Airline stocks in general have had a wildly successful year, many of them soaring to new all-time-highs on double-digit gains.
Investors should take advantage and sell these airline stocks, because this is a famously cyclical industry and its rallying days are numbered.
Airline stocks are getting a big boost from today’s lower gasoline prices, which significantly reduce costs and increase earnings for these companies. Twelve-month increases of 50% aren’t unheard of in this industry, thanks to those fuel cost trends.
And, while gas prices do have some room to fall further and continue to improve earnings, investors should carefully consider whether they want to bank on that movement in commodities or, in an arguably more savvy move, take these meaty gains in airline stocks now.
After all, many of these airlines are relying too heavily on these low fuel costs to help their bottom line, and they haven’t proven that they can draw reliable revenue increases.
Here are three airline stocks to sell now.
Airline Stocks to Sell: Delta Air Lines (DAL)
Now is a good time to exit Delta Air Lines (DAL) stock, with shares rallying on a third-quarter earnings beat.
DAL stock was up about 2% early in Wednesday’s session after the airline reported adjusted net income of $1.74 per share, up 45% from the year prior, and above the Street view of $1.72 per share.
Delta shares now have a fairly expensive valuation of 21.6 compared to its peers in the airline industry. Consider the more affordable end of the airline stocks spectrum: American Airlines Group (AAL) with a valuation of 7.6 and United Continental Holdings (UAL) with a price-to-earnings ratio of 8.3.
But Delta’s impressive post-earnings gains were clearly leaning heavily on reduced costs like tumbling gas prices. Total revenue actually declined slightly to $11.11 billion from $11.12 billion a year prior, although above the Street view of $11.10 billion.
Delta blamed the revenue decline on the strong U.S. dollar and “global economic uncertainty,” but said that demand remains strong. The company expects an increase of 2.5% to 4.5% in passenger unit revenue for the fourth quarter.
DAL stock, having marked an all-time high of $51.06 earlier this year, has been closing in on this benchmark level in recent sessions. DAL stock is up 47.2% the past year, but shares are flat year-to-date.
Airline Stocks to Sell: JetBlue (JBLU)
JetBlue Airways (JBLU) is certainly no bargain now, even after shares took a beating in Tuesday’s session as JPMorgan downgraded the stock to from “overweight” to “neutral,” with a price target of $27.
Like Delta, JBLU stock’s price-to-earnings ratio, which is 18.4, is well above its peers. After Jet Blue’s extreme gains this year, with JBLU stock up 54% so far, investors have much cheaper alternatives among airline stocks, like Spirit Airlines (SAVE), with a valuation of 13.7.
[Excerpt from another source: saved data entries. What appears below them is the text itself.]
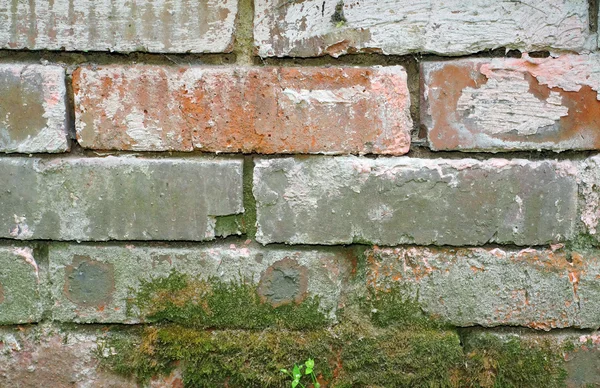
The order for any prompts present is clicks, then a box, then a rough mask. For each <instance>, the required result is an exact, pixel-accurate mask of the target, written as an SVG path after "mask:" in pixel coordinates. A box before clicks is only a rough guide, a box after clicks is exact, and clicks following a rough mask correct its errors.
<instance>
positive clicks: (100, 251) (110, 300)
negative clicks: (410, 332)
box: [49, 241, 354, 323]
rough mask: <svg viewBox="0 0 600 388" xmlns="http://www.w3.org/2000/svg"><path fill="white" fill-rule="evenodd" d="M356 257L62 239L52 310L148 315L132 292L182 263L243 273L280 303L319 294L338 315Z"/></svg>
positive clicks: (330, 310) (327, 310) (52, 296)
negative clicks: (154, 245)
mask: <svg viewBox="0 0 600 388" xmlns="http://www.w3.org/2000/svg"><path fill="white" fill-rule="evenodd" d="M350 257H351V256H350V252H349V251H347V250H344V249H339V250H330V249H323V248H320V249H307V248H297V249H294V248H271V249H265V248H263V247H261V246H260V245H258V244H251V243H248V242H239V241H236V242H235V243H218V244H210V245H202V246H197V247H184V248H168V247H149V246H143V245H141V246H138V245H132V244H128V245H126V246H103V245H100V246H92V245H65V244H62V245H59V244H56V245H53V246H52V247H51V248H50V253H49V261H50V283H51V294H52V298H53V300H54V301H55V303H54V305H53V307H52V317H53V319H55V320H58V321H62V322H73V321H74V322H125V323H135V322H140V321H142V322H143V321H144V319H145V318H146V317H145V316H144V315H143V312H139V311H132V312H130V313H129V314H128V313H127V304H126V303H127V298H128V297H131V296H133V295H134V294H135V292H136V291H137V290H138V289H139V287H140V282H141V281H143V280H144V281H150V280H152V279H158V278H164V277H167V276H168V275H169V274H170V273H171V272H172V271H175V272H177V273H181V274H187V275H189V276H191V277H192V278H198V279H204V280H206V279H209V278H211V277H212V278H216V279H219V280H221V281H231V282H236V281H239V280H240V279H242V278H243V279H245V280H246V281H249V282H252V283H254V284H256V285H257V286H258V293H259V296H260V297H261V299H262V300H263V301H264V302H267V303H271V304H272V305H273V306H281V305H285V304H294V303H300V302H302V301H303V300H304V298H306V297H308V296H318V297H319V298H320V309H321V310H322V312H323V313H324V314H326V315H327V316H328V317H330V318H332V319H334V318H335V317H336V312H337V309H338V306H339V305H341V304H342V303H343V300H342V296H343V295H342V292H343V290H344V287H345V286H346V285H347V282H348V281H349V278H350V275H351V273H352V271H353V270H354V268H353V264H352V261H351V260H349V258H350ZM284 283H286V284H284ZM292 283H293V284H292ZM94 290H95V293H94Z"/></svg>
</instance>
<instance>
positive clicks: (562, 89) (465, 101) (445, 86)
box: [421, 54, 600, 151]
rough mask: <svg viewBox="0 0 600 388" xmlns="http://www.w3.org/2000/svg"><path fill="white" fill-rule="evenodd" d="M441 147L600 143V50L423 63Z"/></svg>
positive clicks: (445, 148) (428, 127) (432, 135)
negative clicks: (443, 61) (583, 54)
mask: <svg viewBox="0 0 600 388" xmlns="http://www.w3.org/2000/svg"><path fill="white" fill-rule="evenodd" d="M421 69H422V90H423V104H422V107H421V116H422V122H423V123H424V124H425V126H426V127H427V130H428V139H429V143H430V146H431V148H433V149H434V150H463V151H509V150H529V149H534V150H535V149H547V150H554V151H563V150H572V149H573V150H587V149H600V101H598V89H599V88H600V75H599V74H600V56H599V55H596V54H593V55H564V56H561V57H558V58H531V57H529V56H527V55H524V57H523V58H522V59H515V58H497V59H465V60H458V61H449V62H425V63H423V64H422V67H421Z"/></svg>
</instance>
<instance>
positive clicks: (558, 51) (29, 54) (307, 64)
mask: <svg viewBox="0 0 600 388" xmlns="http://www.w3.org/2000/svg"><path fill="white" fill-rule="evenodd" d="M557 52H558V53H561V54H563V53H564V54H578V53H576V52H573V51H563V52H561V51H560V50H559V51H557ZM540 53H541V54H543V55H541V56H547V55H546V53H547V52H546V51H536V52H531V53H529V54H530V55H533V56H540V55H537V54H540ZM238 55H240V54H239V53H236V52H235V51H234V52H231V53H204V54H199V53H148V52H140V51H134V52H130V53H120V52H107V51H59V50H25V49H18V50H11V49H0V63H4V62H17V61H18V60H19V59H22V60H24V61H39V60H44V61H47V60H48V58H47V57H48V56H52V57H55V58H51V59H53V60H52V61H49V62H50V64H52V63H57V64H59V63H61V61H64V62H65V63H66V64H69V65H85V64H101V65H108V64H123V65H134V64H156V65H161V64H162V65H167V66H169V67H172V66H173V65H176V63H173V62H177V60H180V61H181V63H180V64H179V65H180V66H187V65H188V63H185V62H186V61H188V62H190V61H194V63H193V65H203V64H205V65H211V64H210V63H202V61H204V60H206V61H209V62H216V61H218V60H224V61H226V62H228V61H230V60H231V61H232V62H231V63H227V64H222V65H226V66H227V65H229V66H234V65H236V63H237V58H236V57H237V56H238ZM582 55H585V54H582ZM15 56H17V58H15ZM520 56H521V52H520V51H519V50H510V49H509V50H508V51H507V49H506V48H497V49H492V50H483V51H479V52H475V53H470V54H464V55H456V56H440V55H437V54H430V53H420V52H417V53H412V54H405V55H384V54H377V53H373V54H364V53H363V54H361V53H357V54H347V55H342V56H340V57H338V58H334V57H331V56H329V55H327V54H324V55H322V56H318V57H265V58H261V57H259V56H257V55H253V56H252V58H253V60H254V62H255V64H254V66H256V67H261V66H282V67H288V66H292V67H296V66H315V65H316V64H317V63H318V65H319V66H327V65H337V66H344V65H351V66H357V65H360V64H361V63H360V62H368V64H364V65H362V66H365V67H366V66H393V65H404V64H406V63H407V62H412V61H417V62H421V61H451V60H460V59H468V58H486V57H487V58H505V57H510V58H514V57H520ZM15 59H17V61H15ZM140 62H141V63H140ZM146 62H148V63H146ZM293 62H296V63H293ZM311 62H312V64H311ZM357 62H358V63H357ZM244 66H247V65H244Z"/></svg>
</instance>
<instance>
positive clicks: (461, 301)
mask: <svg viewBox="0 0 600 388" xmlns="http://www.w3.org/2000/svg"><path fill="white" fill-rule="evenodd" d="M367 257H368V263H369V265H368V270H367V271H368V273H367V283H368V284H369V285H370V286H371V287H375V289H376V290H380V291H385V290H387V289H389V288H390V287H391V286H393V285H396V286H400V287H401V288H402V289H404V290H405V292H407V293H408V294H409V295H411V297H414V298H416V299H417V301H418V303H419V304H420V305H421V307H422V308H423V310H424V311H426V312H427V313H429V314H432V315H433V316H437V317H439V318H441V319H443V320H444V321H447V322H449V323H451V324H452V325H456V326H474V325H479V326H526V327H531V328H535V329H544V330H550V329H553V328H568V327H576V328H593V329H597V328H598V327H600V310H599V309H598V304H599V303H600V251H593V252H582V253H578V252H573V253H567V252H565V251H563V250H556V251H552V250H550V249H540V250H535V249H530V248H529V249H523V250H520V251H517V250H510V249H502V248H494V249H491V248H490V249H484V248H458V249H453V248H418V247H415V248H375V249H373V250H370V251H368V253H367Z"/></svg>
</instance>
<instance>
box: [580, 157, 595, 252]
mask: <svg viewBox="0 0 600 388" xmlns="http://www.w3.org/2000/svg"><path fill="white" fill-rule="evenodd" d="M579 179H580V184H579V194H580V210H579V213H580V218H581V222H582V223H583V232H585V233H587V234H589V235H591V236H593V237H594V238H595V239H596V240H597V241H600V233H599V232H600V230H599V228H598V222H599V221H600V157H599V156H594V157H591V158H587V159H585V160H584V161H583V162H582V163H581V165H580V171H579Z"/></svg>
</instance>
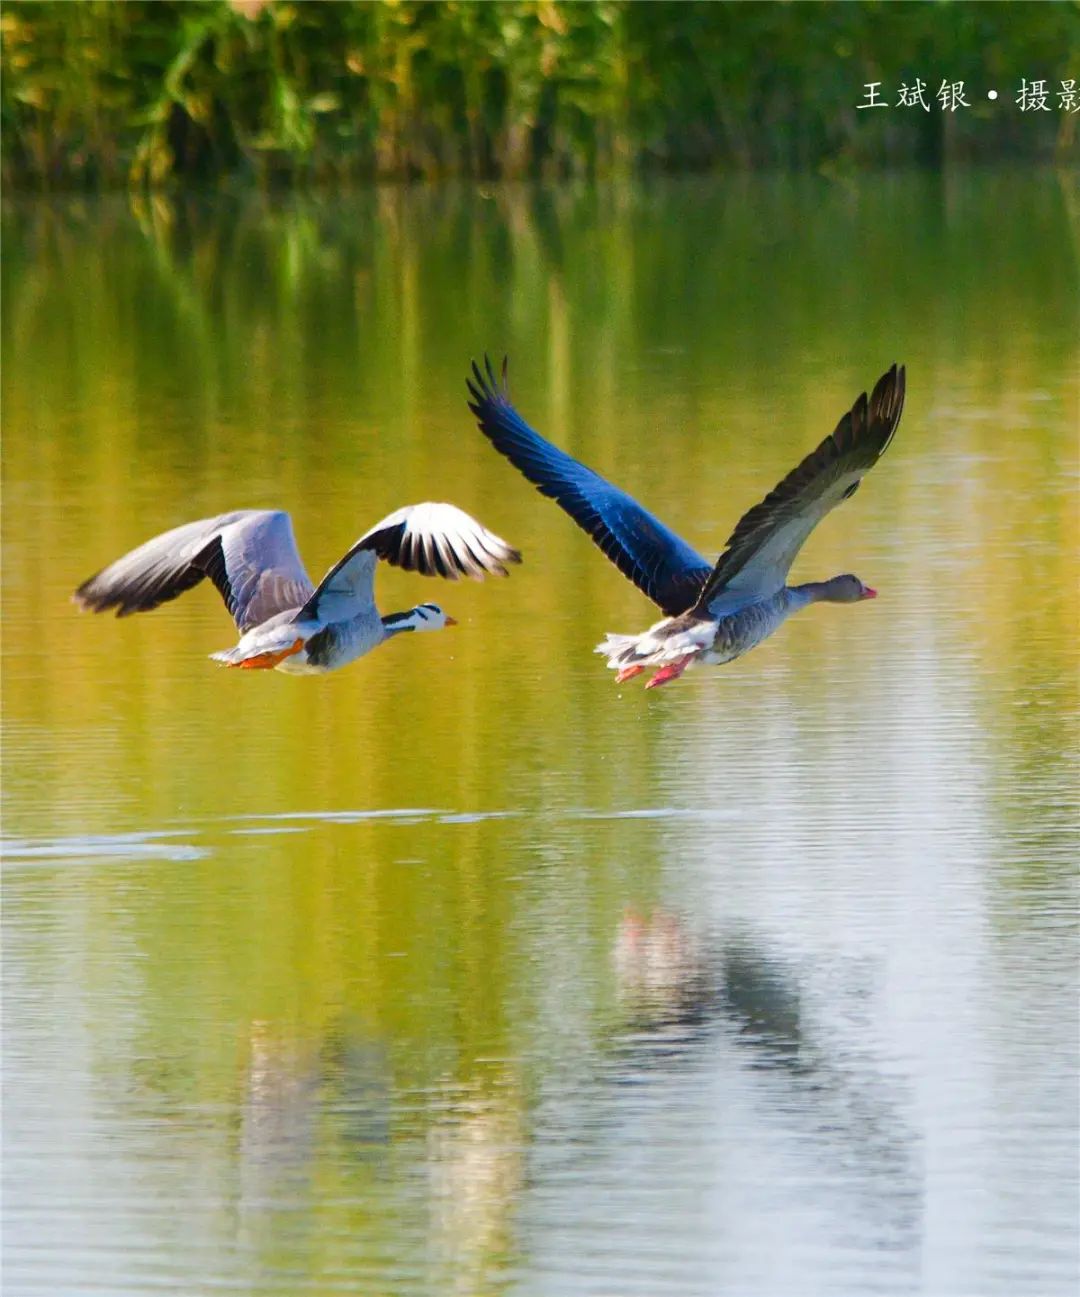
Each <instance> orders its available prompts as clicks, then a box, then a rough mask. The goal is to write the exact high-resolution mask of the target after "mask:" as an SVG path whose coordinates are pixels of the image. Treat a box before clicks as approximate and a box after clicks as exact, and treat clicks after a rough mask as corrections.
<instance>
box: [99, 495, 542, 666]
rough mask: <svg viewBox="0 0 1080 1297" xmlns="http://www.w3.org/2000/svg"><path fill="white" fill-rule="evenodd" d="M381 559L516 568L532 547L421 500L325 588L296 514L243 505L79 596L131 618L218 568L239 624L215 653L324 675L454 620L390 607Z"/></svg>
mask: <svg viewBox="0 0 1080 1297" xmlns="http://www.w3.org/2000/svg"><path fill="white" fill-rule="evenodd" d="M379 559H385V560H386V562H388V563H392V564H394V565H395V567H402V568H405V569H406V571H410V572H420V573H423V575H424V576H442V577H446V578H449V580H451V581H456V580H458V577H459V576H471V577H473V578H476V580H481V578H482V577H484V576H506V575H507V569H506V564H507V563H520V562H521V555H520V554H519V553H517V550H515V549H513V547H512V546H510V545H508V543H507V542H506V541H503V540H502V538H500V537H498V536H495V534H494V532H489V530H487V529H486V528H485V527H481V524H480V523H477V521H476V519H473V518H471V516H469V515H468V514H465V512H464V511H463V510H460V508H456V507H455V506H454V505H442V503H423V505H410V506H406V507H405V508H399V510H395V511H394V512H393V514H389V515H388V516H386V518H384V519H382V521H380V523H376V524H375V527H372V528H371V530H368V532H366V533H364V534H363V536H362V537H360V538H359V540H358V541H357V543H355V545H354V546H353V547H351V549H350V550H347V553H346V554H345V555H344V556H342V558H341V559H340V560H338V562H337V563H335V564H333V567H332V568H331V569H329V572H327V575H325V576H324V577H323V580H322V581H320V582H319V585H318V586H315V585H314V584H312V582H311V580H310V578H309V576H307V572H306V571H305V568H303V563H302V562H301V558H299V554H298V551H297V546H296V538H294V536H293V527H292V520H290V518H289V515H288V514H285V512H283V511H280V510H237V511H235V512H231V514H220V515H218V516H217V518H207V519H202V520H201V521H197V523H185V524H184V525H183V527H176V528H174V529H172V530H171V532H165V533H163V534H162V536H156V537H154V538H153V540H150V541H147V542H145V545H140V546H139V547H137V549H135V550H132V551H131V553H130V554H126V555H124V556H123V558H119V559H117V562H115V563H112V564H110V565H109V567H106V568H104V569H102V571H101V572H99V573H97V575H96V576H92V577H89V578H88V580H87V581H83V584H82V585H80V586H79V589H78V590H76V591H75V594H74V599H75V603H78V604H79V607H82V608H91V610H93V611H95V612H105V611H108V610H115V612H117V616H119V617H124V616H128V615H130V613H132V612H148V611H150V610H152V608H156V607H158V604H161V603H165V602H167V601H169V599H175V598H176V597H178V595H180V594H183V593H184V591H185V590H189V589H192V586H194V585H197V584H198V582H200V581H202V580H204V578H205V577H209V578H210V580H211V581H213V582H214V585H215V586H217V588H218V591H219V593H220V595H222V598H223V599H224V603H226V607H227V608H228V611H229V612H231V613H232V617H233V621H235V623H236V628H237V630H239V632H240V639H239V642H237V643H236V646H235V647H233V648H226V650H223V651H220V652H215V654H211V658H214V659H215V660H217V661H222V663H224V664H226V665H228V667H240V668H244V669H248V671H252V669H261V671H268V669H276V671H283V672H288V673H293V674H307V676H314V674H324V673H325V672H329V671H337V669H338V668H340V667H345V665H347V664H349V663H350V661H355V660H357V658H362V656H363V655H364V654H368V652H371V651H372V648H377V647H379V645H381V643H384V642H385V641H386V639H390V638H393V637H394V636H398V634H403V633H406V632H410V630H441V629H442V628H443V626H449V625H454V624H455V623H454V619H452V617H449V616H447V615H446V613H445V612H443V611H442V608H440V607H438V606H437V604H434V603H420V604H416V607H414V608H408V610H407V611H405V612H395V613H390V615H388V616H382V615H381V613H380V612H379V608H377V607H376V603H375V569H376V567H377V563H379Z"/></svg>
Earlier this week, JetBlue Airways said its September traffic, measured in revenue passenger miles, was up 13.3% year-over-year to 3.1 billion. Total capacity, measured in available seat miles, increased 13.1% and preliminary passenger revenue per available seat mile increased 1% year-over-year.
JetBlue is trying to stand out from other airlines by working on offering free wi-fi Internet on every plane. JBLU said on Wednesday that the initiative is making strides. Expect more details when the company reports earnings on Oct. 22.
Airline Stocks to Sell: Alaska Air Group (ALK)
Alaska Air Group (ALK), with a price-to-earnings valuation of 13.5, is a bit more of a bargain now than JetBlue and Delta, but ALK stock is still inflated.
ALK stock has surged 75% over the past year and is up roughly 25% year-to-date. But ALK stock is down 8% in the past month, and investors would do well to take the drop as a sign that Alaska Air’s strong rally days are over.
On Tuesday, Evercore downgraded Alaska Air shares were downgraded from “buy” to “hold,” sending ALK stock to close down more than 5%.
Earlier this month, the company reported revenue passenger miles were up 10% in September with available seat miles up 10.3%. Alaska Air reports third-quarter earnings Oct. 22, with analysts expecting earnings of $2.09 per share versus $1.47 per share the same quarter a year ago.
In the second quarter, Alaska Air reported that earnings had increased 46% from the year prior, and revenue grew 5%.
As of this writing, Rebecca McClay did not hold a position in any of the aforementioned securities.